TUESDAY, 24 JULY 2012
Spending money is not something that makes me particularly happy. I know having money to spend on the odd luxury is in theory important for happiness. In practice, though, I have conjured up a lot of personal happiness for months on end without having money to spend on things that I did not absolutely need. I can sacrifice personal comfort, better clothes, a bicycle that does not creak when I ride on it and that doesn’t have to be left standing against a telephone pole, even to an extent my health. And I have already sacrificed a lot, just so that I can work on my own projects during the best hours of every day.
Yet, for more than five years I worked six, and regularly seven days a week on my own projects – without the accompanying happiness I expected from it. Why so? Virtually all my projects over that period were about making money. Everything was about selling or marketing stuff to people. I did that because I wanted to create a better life for my partner and me. Week in and week out I told her, just wait a little longer, the money will start coming in soon. For more than five years I kept reciting this line over and over, I kept predicting, kept explaining: Just wait a little while longer.
I know writing makes me happy. I also believe writing is part of a higher level of existence for me. I can even believe I serve a higher purpose when I write – especially when I write about certain topics. In the more than five years that I spent almost all my time trying to make more money, for the most part, I relegated my writing to the background. It deprived me of the happiness that was always the result of the writing process. It deprived me of the belief that I was living on a higher level than when I only struggle for survival.

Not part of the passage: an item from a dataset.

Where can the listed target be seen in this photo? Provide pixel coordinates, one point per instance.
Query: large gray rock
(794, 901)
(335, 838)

February last year  I decided, or realised, I couldn’t take life for granted anymore. Life ends every day for a multitude of people who were still thinking about doing what truly made them happy. So, starting last February, I have again been spending time on my writing almost every day. And again I have been experiencing the happiness that I knew would be the result.
But it remains hanging like a millstone around my neck, like a scandalous letter against my chest: I don’t make enough money.
Which means my partner – the woman I love – has to work harder to make money.
Which means I am happy at her expense.